Ostatnie przedstawienie panny Esterki. Opowieść z getta warszawskiego [Miss Esterka’s Last Show: A Tale from the Warsaw Ghetto]

Author: Adam Jaromir
Illustrator: Gabriela Cichowska
Year: 2014
Publisher: Media Rodzina
Place of publication: Poznań
Pages: 112
ISBN: 9788372789907
Notes: The book was originally published in German.
Translations:
  • Fräulein Esthers letzte Vorstellung: eine Geschichte aus dem Warschauer Ghetto, [Langenhagen]: Gimpel-Verlag 2013, pp. 115, ISBN: 9783981130089;
  • La dernière représentation de mademoiselle Esther: une histoire du ghetto de Varsovie, trans. N. Lemaire, Vincennes: Des Ronds dans l’O éditions, 2017, pp. 112, ISBN: 9782917237984;
  • 바르샤바 게토의 마지막 공연: 코르착의 아이들과 에스테르 선생님의 이야기, trans. 박종대, 파주시: 꿈교출판사, 2015, pp. 128, ISBN: 9791185928074.
Cover courtesy of the publisher. ©Media Rodzina Sp. z o.o.

This picture book tells the story of the last days of the Orphan Home run by Janusz Korczak in the Warsaw Ghetto. On the first spread, a calendar page is shown with the date of 13 May 1942, when the Old Doctor began writing his journal. All residents were led to Umschlagplatz and transported to Treblinka as soon as on 5 or 6 August of the same year.

The text is composed of alternating accounts of events by Korczak and one of the girls living in the orphanage. The two narratives have been printed in varying fonts, stylized as the characters’ respective journals. Thus, on the one hand, we follow the daily difficulties of managing the lives of over two hundred children, collecting money and food to feed them all, maintaining order at the Home, and life lessons taught to the children. On the other hand, we find ourselves among them, observing their dilemmas, squabbles and the way they put the democratic rules of the Orphan Home into practice. In time, both perspectives concentrate around the eponymous show: Miss Esterka, a guardian at the Home, rehearses Rabindranath Tagore’s The Post Office with the children. The play was indeed staged on 18 July 1942 for invited guests. It brought the children hope for freedom and turned their attention away from the misery around them.

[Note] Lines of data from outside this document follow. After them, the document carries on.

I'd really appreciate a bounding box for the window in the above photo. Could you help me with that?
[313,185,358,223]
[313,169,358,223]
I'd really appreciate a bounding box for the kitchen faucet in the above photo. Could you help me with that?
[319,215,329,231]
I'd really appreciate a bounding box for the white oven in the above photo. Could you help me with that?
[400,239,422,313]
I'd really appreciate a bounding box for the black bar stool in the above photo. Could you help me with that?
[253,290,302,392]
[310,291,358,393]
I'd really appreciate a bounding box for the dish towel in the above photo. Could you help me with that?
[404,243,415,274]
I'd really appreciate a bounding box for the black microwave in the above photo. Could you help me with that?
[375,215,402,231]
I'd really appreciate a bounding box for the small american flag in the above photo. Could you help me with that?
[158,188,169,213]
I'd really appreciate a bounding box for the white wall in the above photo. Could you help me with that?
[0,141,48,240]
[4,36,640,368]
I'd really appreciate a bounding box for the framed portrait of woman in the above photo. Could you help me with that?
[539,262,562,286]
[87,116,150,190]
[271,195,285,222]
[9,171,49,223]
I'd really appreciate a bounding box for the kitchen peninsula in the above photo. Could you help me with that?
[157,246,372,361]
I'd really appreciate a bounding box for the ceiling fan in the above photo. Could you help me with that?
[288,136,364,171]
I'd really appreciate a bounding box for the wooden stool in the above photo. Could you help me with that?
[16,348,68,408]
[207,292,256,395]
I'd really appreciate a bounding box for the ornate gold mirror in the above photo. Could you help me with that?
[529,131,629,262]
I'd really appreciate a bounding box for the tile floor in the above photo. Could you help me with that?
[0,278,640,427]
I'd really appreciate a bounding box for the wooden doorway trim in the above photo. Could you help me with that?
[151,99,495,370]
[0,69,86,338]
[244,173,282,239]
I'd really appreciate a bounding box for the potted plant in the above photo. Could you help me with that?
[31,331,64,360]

In Miss Esterka’s Last Show, the Holocaust remains outside of the Orphan Home’s walls for the orphans, who are well-protected by their guardians from the suffering and terror. However, the reader experiences its dreads through the eyes of Janusz Korczak – the medical doctor and head of the orphanage, who paces through the Ghetto almost daily. On his way, he encounters children dying of hunger and passers-by with armbands with the blue star of David, separated from their happy, pre-war past with a brick wall. The largely idyllic tale of the Orphan Home is also counterbalanced by illustrations, for example a map of the Jewish quarter, a depiction of the footbridge over Chłodna Street joining the so-called “Small Ghetto” and the “Large Ghetto”, or the portrait of a Nazi soldier. The story concludes on the night of 18 July. The violent liquidation of the orphanage is only mentioned in the afterword and alluded to in the final spread, showing a black page from a calendar with the date of 6 August.

The text, based on historical material (apart from the Orphan Home itself, another example is the historical figure of the so-called “Frankenstein”, a notorious Nazi soldier feared in the Ghetto), contains covert quotations from Korczak’s writings and references to his children’s books (for example, Mośki, Joski i Srule and Józki, Jaśki i Franki).